A new class of variance reduction techniques using lattice symmetries

TL;DR

This paper introduces a class of unbiased estimators using lattice symmetries that significantly reduces statistical errors in lattice gauge theory calculations, leading to substantial computational cost savings.

Contribution

It proposes covariant approximation averaging, a novel variance reduction technique leveraging lattice symmetry covariances, improving efficiency in physical observable computations.

Findings

Cost reductions of 16 times for nucleon mass calculations.

Cost reductions of 2.6-20 times for hadronic vacuum polarization.
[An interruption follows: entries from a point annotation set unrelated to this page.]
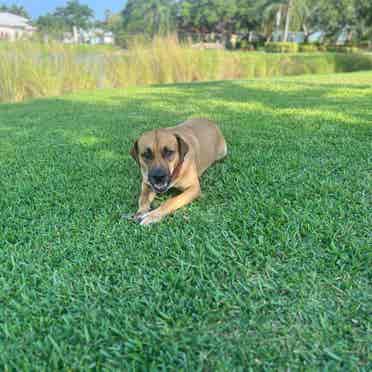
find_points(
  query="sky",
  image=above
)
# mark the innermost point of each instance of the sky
(39, 7)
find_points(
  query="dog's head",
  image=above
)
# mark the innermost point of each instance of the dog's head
(160, 155)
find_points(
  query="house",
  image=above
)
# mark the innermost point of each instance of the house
(14, 27)
(94, 36)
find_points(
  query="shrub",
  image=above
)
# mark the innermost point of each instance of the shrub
(281, 47)
(246, 45)
(308, 48)
(342, 48)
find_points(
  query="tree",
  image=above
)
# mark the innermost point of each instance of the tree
(75, 14)
(149, 17)
(15, 9)
(207, 15)
(52, 25)
(304, 14)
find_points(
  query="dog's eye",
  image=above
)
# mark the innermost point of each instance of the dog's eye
(167, 153)
(147, 155)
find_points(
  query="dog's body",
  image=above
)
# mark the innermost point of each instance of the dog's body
(175, 157)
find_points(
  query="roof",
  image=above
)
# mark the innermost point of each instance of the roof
(12, 20)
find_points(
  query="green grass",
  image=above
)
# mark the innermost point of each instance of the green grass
(32, 70)
(270, 269)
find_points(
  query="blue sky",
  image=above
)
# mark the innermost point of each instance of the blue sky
(39, 7)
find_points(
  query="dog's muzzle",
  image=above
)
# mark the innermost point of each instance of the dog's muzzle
(159, 179)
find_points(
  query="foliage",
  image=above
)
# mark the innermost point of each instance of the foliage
(151, 17)
(308, 48)
(269, 270)
(65, 18)
(30, 70)
(15, 9)
(281, 47)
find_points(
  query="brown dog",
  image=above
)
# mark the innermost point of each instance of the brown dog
(175, 157)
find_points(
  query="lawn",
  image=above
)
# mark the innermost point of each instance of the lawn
(271, 268)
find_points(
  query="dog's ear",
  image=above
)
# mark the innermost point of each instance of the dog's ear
(183, 147)
(134, 152)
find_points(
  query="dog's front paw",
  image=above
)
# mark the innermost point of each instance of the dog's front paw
(149, 218)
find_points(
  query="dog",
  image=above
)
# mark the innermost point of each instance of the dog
(175, 157)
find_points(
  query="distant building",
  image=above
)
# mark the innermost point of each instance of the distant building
(94, 36)
(14, 27)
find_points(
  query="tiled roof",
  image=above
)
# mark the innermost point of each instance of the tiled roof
(8, 19)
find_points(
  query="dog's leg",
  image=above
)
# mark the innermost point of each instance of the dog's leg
(146, 198)
(171, 205)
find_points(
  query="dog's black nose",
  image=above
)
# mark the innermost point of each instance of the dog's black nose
(158, 176)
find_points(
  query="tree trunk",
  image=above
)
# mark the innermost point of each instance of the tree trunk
(287, 20)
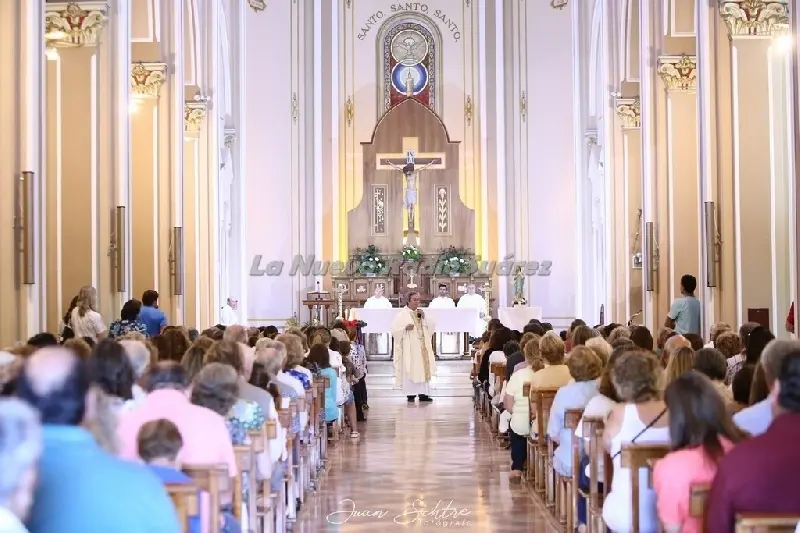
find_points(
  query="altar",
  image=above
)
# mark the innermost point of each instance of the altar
(445, 321)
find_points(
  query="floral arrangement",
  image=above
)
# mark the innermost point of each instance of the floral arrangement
(454, 260)
(411, 253)
(369, 260)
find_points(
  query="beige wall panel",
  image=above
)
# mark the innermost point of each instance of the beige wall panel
(144, 197)
(75, 156)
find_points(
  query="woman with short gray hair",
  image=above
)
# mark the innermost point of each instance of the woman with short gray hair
(20, 448)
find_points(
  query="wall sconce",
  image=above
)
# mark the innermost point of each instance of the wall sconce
(120, 247)
(651, 255)
(176, 261)
(711, 243)
(25, 227)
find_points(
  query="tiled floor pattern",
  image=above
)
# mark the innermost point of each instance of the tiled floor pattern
(425, 468)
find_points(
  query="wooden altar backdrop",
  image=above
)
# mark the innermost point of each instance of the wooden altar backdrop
(442, 218)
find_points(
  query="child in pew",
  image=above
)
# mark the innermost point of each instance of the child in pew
(159, 443)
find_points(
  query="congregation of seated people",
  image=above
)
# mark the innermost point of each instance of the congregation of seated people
(143, 426)
(616, 430)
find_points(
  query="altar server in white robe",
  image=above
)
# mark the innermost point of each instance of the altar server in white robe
(471, 300)
(445, 342)
(378, 343)
(414, 364)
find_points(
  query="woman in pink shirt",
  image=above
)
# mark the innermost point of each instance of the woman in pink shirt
(701, 433)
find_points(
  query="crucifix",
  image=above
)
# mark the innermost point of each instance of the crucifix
(410, 162)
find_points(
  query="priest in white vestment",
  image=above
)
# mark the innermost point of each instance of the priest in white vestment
(227, 315)
(471, 300)
(378, 343)
(414, 365)
(445, 342)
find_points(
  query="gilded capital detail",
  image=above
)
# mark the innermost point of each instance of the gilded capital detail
(679, 73)
(72, 25)
(629, 111)
(258, 5)
(193, 115)
(147, 78)
(762, 18)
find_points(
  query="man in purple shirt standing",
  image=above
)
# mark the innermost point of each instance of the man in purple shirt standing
(154, 318)
(759, 474)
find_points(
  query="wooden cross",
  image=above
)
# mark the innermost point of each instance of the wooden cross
(439, 160)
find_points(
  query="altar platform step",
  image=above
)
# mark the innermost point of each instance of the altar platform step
(451, 380)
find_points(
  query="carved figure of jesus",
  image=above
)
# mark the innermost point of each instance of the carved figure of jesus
(410, 192)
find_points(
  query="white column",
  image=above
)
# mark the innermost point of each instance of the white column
(120, 34)
(648, 114)
(31, 77)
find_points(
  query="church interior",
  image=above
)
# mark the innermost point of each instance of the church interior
(486, 265)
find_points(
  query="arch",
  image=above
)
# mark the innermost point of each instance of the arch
(433, 62)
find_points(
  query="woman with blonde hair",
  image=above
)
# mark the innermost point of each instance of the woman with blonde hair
(85, 321)
(681, 361)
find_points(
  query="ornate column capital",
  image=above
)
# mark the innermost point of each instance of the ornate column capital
(147, 78)
(194, 113)
(230, 137)
(629, 111)
(258, 5)
(761, 18)
(70, 24)
(679, 73)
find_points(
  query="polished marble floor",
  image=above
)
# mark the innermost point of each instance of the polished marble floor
(426, 468)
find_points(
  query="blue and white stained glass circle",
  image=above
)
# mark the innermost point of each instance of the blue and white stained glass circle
(416, 76)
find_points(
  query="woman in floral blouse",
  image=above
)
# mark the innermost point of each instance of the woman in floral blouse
(129, 320)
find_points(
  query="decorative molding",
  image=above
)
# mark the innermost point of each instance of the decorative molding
(748, 18)
(629, 112)
(379, 203)
(72, 25)
(194, 113)
(349, 111)
(679, 73)
(258, 5)
(442, 202)
(295, 108)
(147, 78)
(230, 138)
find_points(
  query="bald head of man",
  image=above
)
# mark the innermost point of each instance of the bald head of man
(55, 382)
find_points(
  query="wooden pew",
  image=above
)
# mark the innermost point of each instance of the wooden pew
(766, 522)
(246, 461)
(184, 497)
(215, 480)
(635, 457)
(542, 453)
(567, 487)
(593, 427)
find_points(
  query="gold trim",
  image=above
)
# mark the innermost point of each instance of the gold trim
(349, 112)
(72, 25)
(762, 18)
(147, 78)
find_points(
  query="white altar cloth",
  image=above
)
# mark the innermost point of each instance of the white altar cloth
(444, 320)
(518, 317)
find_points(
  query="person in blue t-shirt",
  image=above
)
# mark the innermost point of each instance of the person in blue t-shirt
(159, 444)
(154, 318)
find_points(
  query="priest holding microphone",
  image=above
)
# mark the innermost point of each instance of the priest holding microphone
(414, 363)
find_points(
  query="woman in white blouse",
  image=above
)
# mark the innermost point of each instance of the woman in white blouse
(85, 321)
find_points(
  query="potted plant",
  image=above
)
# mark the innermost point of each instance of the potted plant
(454, 261)
(369, 261)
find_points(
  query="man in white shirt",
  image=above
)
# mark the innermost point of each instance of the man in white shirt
(227, 315)
(378, 343)
(445, 342)
(474, 301)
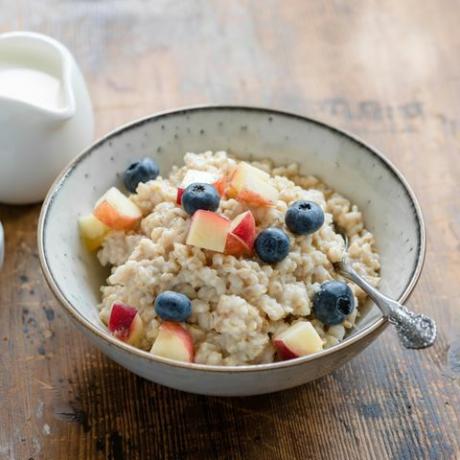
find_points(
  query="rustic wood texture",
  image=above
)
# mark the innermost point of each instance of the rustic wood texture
(387, 70)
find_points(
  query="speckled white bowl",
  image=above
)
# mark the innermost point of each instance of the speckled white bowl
(344, 162)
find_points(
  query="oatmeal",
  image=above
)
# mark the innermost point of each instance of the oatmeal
(235, 270)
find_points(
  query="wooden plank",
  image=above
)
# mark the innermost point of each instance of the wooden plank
(385, 70)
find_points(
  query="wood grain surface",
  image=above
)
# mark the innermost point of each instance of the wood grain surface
(386, 70)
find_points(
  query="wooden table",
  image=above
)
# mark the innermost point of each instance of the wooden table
(388, 71)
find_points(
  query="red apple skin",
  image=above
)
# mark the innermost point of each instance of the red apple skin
(121, 320)
(235, 246)
(246, 229)
(284, 352)
(221, 186)
(183, 334)
(180, 192)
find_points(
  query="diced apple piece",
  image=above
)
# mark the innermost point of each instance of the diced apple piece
(174, 342)
(117, 211)
(125, 323)
(252, 186)
(208, 230)
(193, 176)
(235, 246)
(244, 227)
(221, 185)
(299, 339)
(92, 231)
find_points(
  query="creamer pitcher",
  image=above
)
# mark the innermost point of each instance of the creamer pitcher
(46, 116)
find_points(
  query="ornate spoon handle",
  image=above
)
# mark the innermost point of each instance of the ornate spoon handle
(414, 330)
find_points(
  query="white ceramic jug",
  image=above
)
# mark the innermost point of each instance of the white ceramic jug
(46, 116)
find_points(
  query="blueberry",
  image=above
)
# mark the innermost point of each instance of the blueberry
(173, 306)
(333, 303)
(272, 245)
(140, 171)
(200, 196)
(304, 217)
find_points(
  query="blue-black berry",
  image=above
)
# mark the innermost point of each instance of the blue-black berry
(140, 171)
(304, 217)
(200, 196)
(333, 302)
(173, 306)
(272, 245)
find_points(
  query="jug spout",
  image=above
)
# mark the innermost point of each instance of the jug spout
(36, 75)
(46, 115)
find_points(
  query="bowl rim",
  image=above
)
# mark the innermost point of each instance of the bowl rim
(123, 347)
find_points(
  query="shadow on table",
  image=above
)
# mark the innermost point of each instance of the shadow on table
(128, 417)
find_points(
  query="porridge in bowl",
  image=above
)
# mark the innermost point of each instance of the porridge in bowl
(227, 262)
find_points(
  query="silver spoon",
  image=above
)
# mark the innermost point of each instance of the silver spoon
(415, 330)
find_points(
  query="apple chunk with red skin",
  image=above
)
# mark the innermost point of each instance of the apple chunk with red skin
(117, 211)
(208, 230)
(194, 176)
(174, 342)
(300, 339)
(244, 227)
(252, 186)
(125, 323)
(241, 236)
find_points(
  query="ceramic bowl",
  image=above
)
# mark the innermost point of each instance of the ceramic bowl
(344, 162)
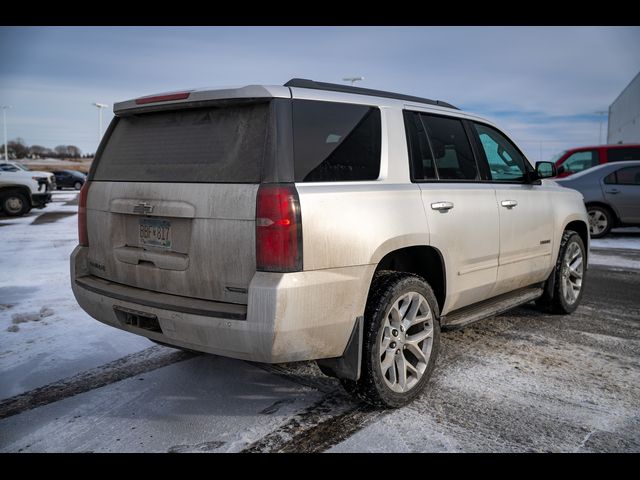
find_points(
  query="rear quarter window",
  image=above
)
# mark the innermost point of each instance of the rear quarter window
(623, 154)
(335, 142)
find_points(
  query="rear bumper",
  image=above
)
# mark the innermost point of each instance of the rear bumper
(289, 317)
Efficiency gains increase with decreasing quark mass and larger lattices.

Abstract

We present a general class of unbiased improved estimators for physical observables in lattice gauge theory computations which significantly reduces statistical errors at modest computational cost. The error reduction techniques, referred to as covariant approximation averaging, utilize approximations which are covariant under lattice symmetry transformations. We observed cost reductions from the new method compared to the traditional one, for fixed statistical error, of 16 times for the nucleon mass at $M_\pi\sim 330$ MeV (Domain-Wall quark) and 2.6-20 times for the hadronic vacuum polarization at $M_\pi\sim 480$ MeV (Asqtad quark). These cost reductions should improve with decreasing quark mass and increasing lattice sizes.